From the given figure, it is clear that co-ordinates of A are (2, 3) of B are (- 1, 2) and of C are (3, 0).
= (0 – 2)/{3 – (-1)}
= -2/(3+1)
= -2/4
= -1/2
∴ Slope of line parallel to BC = -1/2
∵ It passes through A (2, 3)
∴ Its equations will be, y – y1 = m(x – x1)
⇒ y – 3 = -1/2 ×(x – 2)
⇒ 2y – 6 = -x + 2
⇒ x + 2y = 2 + 6
⇒ x + 2y = 8
31. Find the equation of the through (0, -3) and perpendicular to the line joining the points (- 3, 2) and (9, 1).
Answer
The slope (m1) of the line joining the points (- 3, 2) and (9, 1)
= (y2 – y1)/(x2 – x1)
= (1 – 2)/(9 + 3)
= -1/12
Let slope of the line perpendicular to the line = m2
∴ m1m2 = -1
⇒ -1/12 × m2 = -1
⇒ m2 = -1 × (-12/1)
= 12
∴ Equation of the line passing through (0, -3) and of slope m2 = 12
y - y1 = m(x – x1)
⇒ y + 3 = 12(x - 0)
⇒ y + 3 = 12x
⇒ 12x – y – 3 = 0
32. The vertices of a triangle are A (10, 4), B (4, - 9) and C (- 2, - 1).
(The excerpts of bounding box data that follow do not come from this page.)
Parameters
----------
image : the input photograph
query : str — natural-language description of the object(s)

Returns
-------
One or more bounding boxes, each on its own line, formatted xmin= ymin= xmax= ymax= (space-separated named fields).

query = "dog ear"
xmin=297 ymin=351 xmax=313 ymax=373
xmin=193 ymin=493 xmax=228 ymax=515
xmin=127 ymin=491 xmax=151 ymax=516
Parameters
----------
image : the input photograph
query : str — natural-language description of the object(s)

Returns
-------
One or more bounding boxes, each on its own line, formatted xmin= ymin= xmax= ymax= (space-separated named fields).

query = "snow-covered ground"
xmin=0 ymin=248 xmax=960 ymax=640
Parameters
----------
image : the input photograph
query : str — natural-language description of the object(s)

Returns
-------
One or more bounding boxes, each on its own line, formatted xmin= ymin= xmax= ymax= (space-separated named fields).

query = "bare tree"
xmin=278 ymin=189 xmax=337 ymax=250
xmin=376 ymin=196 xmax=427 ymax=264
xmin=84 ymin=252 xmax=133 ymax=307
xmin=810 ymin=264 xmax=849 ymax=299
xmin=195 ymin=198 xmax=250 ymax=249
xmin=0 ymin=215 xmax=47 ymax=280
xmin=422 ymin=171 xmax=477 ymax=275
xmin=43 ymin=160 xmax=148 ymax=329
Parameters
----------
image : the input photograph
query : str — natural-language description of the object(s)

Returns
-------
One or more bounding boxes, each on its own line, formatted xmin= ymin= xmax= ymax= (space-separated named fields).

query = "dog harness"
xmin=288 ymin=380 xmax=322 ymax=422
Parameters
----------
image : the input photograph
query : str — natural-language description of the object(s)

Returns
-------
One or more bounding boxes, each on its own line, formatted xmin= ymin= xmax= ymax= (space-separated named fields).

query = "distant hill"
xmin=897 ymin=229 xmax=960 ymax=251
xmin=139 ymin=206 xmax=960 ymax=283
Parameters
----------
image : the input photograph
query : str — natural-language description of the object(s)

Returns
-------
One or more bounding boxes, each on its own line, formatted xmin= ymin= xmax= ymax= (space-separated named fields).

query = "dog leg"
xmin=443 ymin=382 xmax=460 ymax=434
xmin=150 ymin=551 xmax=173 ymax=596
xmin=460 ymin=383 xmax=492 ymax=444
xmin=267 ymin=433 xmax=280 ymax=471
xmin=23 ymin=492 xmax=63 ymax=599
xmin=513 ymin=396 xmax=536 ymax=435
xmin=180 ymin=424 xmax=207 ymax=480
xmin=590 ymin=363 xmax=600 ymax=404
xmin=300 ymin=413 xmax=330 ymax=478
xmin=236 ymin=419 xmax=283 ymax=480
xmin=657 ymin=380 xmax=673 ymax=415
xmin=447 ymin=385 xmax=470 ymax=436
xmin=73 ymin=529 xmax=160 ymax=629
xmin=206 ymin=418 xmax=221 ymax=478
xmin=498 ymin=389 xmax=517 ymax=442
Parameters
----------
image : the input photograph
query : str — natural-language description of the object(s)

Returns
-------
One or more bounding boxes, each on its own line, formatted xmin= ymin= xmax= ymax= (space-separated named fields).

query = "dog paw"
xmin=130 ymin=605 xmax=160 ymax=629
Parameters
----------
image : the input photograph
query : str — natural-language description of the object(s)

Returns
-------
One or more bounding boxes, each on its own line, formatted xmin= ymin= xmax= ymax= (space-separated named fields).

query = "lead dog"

Find the equation of the altitude through A. The perpendicular drawn from a vertex of a triangle to the opposite side is called altitude.
Answer
Vertices of ∆ABC are A (10, 4), B (4, - 9) and C (-2, -1)
Slope of the line BC (m1) = (y2 – y1)/(x2 – x1)
= (-1 + 9)/(-2 – 4)
= 8/(-6)
= -4/3
Let the slope of the altitude from A (10, 4) to BC = m2
∴ m1m2 = -1
⇒ -4/3 × m2 = -1
⇒ m2 = -1 ×(-3/4) = 3/4
∴ Equation of the line will be,
y – y1 = m(x – x1)
⇒ y – 4 = 3/4 ×(x – 10)
⇒ 4y – 16 = 3x – 30
⇒ 3x – 4y + 16 – 30 = 0
⇒ 3x – 4y – 14 = 0
33. A (2, - 4), B (3, 3) and C (-1, 5) are the vertices of triangle ABC. Find the equation of :
(i) the median of the triangle through A
(ii) the altitude of the triangle through B
Answer
(i) D is the mid-point of BC
Co-ordinates of D will {(3 – 1)/2, (3 + 5)/2} or {(2/2, 8/2)} or (1, 4)
∴ Slope of median AD
(m) = (y2 – y1)/(x2 – x1)
= (4 + 4)/(1 – 2)
= 8/-1
= -8
Then equation of AD will be,
y – y1 = m(x – x1)
⇒ y – 4 = -8 (x – 1)
⇒ y – 4 = -8x + 8
⇒ 8x + y – 4 – 8 = 0
⇒ 8x + y – 12 = 0
(ii) BE is the altitude from B to AC
∴ Slope of AC (m1) = (y2 – y1)/(x2 - x1)
= (5 + 4)/(- 1 – 2)
= 9/-3
= -3
Let slope of BE = m2
But m1m2 = -1
⇒ - 3×m2 = -1
m2 = -1/-3 = 1/3
∴ Equation of BE will be,
y – y1 = m(x – x1)
⇒ y – 3 = 1/3 ×(x – 3)
⇒ 3y – 9 = x – 3
⇒ x – 3y – 3 + 9 = 0
⇒ x – 3y + 6 = 0
34. Find the equation of the right bisector of the line segment joining the points (1, 2) and (5, - 6).
Answer
Slope of the line joining the points (1, 2) and (5, 6)
m1 = (y2 – y1)/(x2 – x1)
= (-6 – 2)/(5 – 1)
= -8/4
= -2
Let m2 be the right bisector of the line
∴ m1m2 = -1
⇒ -2 × m2 = -1
m2 = (-1/-2) = 1/2
mid-point of the line segment joining (1, 2) and (5, -6) will be {(1 + 5)/2, (2 – 6)/2} or (6/2, -4/2) or (3, -2)
∴ Equation of line, the right bisector will be y – y1 = m(x – x1)
⇒ y + 2 = 1/2 ×(x – 3)
⇒ 2y + 4 = x – 3
⇒ x – 2y – 3 – 4 = 0
⇒ x – 2y – 7 = 0
35. Points A and B have coordinates (7, -3) and (1, 9) respectively. Find
(i) the slope of AB.
(ii) the equation of the perpendicular bisector of the line segment AB.
(iii) the value of ‘p’ if (-2, p) lies on it.
Answer
Coordinates of A are (7, -3), of B = (1, 9)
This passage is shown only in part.